The work above is one of 6 pieces for a body of work entitled ‘SHE’. In the works, the artist is exploring her own sexuality with powerful and outstanding sculptures. The works are made with unified clay stood on top of a piece of wood with wheels on the bottom. The body is morphed in such a way that the feet, hips and breasts are enlarged and thus demand more attention from the viewer. The reason behind this decision is unclear, but if I were to guess it would be a celebration of womanhood, hence the title. On the other hand,it could be a message about objectifying women’s bodys. The sculpture is on a wooden base with wheels, with her breasts exposed while the figure covers its face. These could all be decisions made to portray a message of treating women like they’re just a body, while the figure is covering her face with embarrassment. Whatever the message, I think her use of unfired clay moulded together in an expressive and purposely unrefined manner has a certain language that is highly effective in translating her message.

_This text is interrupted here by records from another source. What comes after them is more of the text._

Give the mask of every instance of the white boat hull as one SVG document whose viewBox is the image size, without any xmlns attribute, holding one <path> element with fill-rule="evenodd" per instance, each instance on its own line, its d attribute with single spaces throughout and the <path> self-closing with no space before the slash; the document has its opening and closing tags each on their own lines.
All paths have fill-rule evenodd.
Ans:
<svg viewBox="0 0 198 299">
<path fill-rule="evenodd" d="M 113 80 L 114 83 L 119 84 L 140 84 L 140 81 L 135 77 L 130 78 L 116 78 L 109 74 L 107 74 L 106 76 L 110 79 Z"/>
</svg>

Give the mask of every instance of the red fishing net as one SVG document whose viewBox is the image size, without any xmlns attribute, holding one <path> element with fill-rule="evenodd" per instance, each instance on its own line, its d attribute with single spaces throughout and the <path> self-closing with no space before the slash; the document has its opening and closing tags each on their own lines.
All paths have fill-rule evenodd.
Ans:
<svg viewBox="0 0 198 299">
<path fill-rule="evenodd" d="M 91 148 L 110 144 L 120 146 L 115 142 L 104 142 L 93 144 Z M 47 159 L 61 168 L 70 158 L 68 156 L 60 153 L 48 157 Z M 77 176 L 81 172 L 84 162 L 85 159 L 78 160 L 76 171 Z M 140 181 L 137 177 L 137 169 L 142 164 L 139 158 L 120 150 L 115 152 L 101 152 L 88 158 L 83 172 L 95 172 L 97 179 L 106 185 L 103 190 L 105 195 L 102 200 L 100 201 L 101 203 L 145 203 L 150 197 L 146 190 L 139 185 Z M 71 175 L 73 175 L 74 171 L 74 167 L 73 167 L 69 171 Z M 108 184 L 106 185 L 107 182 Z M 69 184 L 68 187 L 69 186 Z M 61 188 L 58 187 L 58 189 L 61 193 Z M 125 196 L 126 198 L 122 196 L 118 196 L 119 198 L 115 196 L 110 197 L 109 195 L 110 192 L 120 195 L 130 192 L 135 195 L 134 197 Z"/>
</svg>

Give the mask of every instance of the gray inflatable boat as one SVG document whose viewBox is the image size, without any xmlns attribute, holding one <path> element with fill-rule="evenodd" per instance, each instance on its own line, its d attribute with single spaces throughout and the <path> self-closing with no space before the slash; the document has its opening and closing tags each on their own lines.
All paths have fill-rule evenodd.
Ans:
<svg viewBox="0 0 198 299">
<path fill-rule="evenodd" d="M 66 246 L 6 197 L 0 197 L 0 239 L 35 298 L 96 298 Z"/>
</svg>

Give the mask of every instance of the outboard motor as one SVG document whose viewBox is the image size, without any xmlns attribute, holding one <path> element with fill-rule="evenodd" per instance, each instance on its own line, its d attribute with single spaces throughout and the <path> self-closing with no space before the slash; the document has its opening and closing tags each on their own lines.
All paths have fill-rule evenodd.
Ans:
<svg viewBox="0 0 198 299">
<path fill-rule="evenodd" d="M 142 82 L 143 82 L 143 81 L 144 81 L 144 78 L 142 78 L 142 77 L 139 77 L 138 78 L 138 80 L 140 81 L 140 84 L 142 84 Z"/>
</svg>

While many of her works are based heavily on the human figure, other works look at the body in a more ambiguous way, using her talent of abstraction in a more dominating way. These works have an natural quality to them, looking like wild biological forms or even cave pillars. In both pictures, the works are like towers, which is something I’ve noticed with a lot of her work, she constructs human-like forms like they’re buildings. They often have thick legs as a base, and generally get narrower as she builds up. I suppose the human body is like a building- the feet are foundation, the legs hold the most weight, and we stand upright to stay stable. I really like Warren’s recreation of the human body, and I will apply this technique of sculpture in my own work.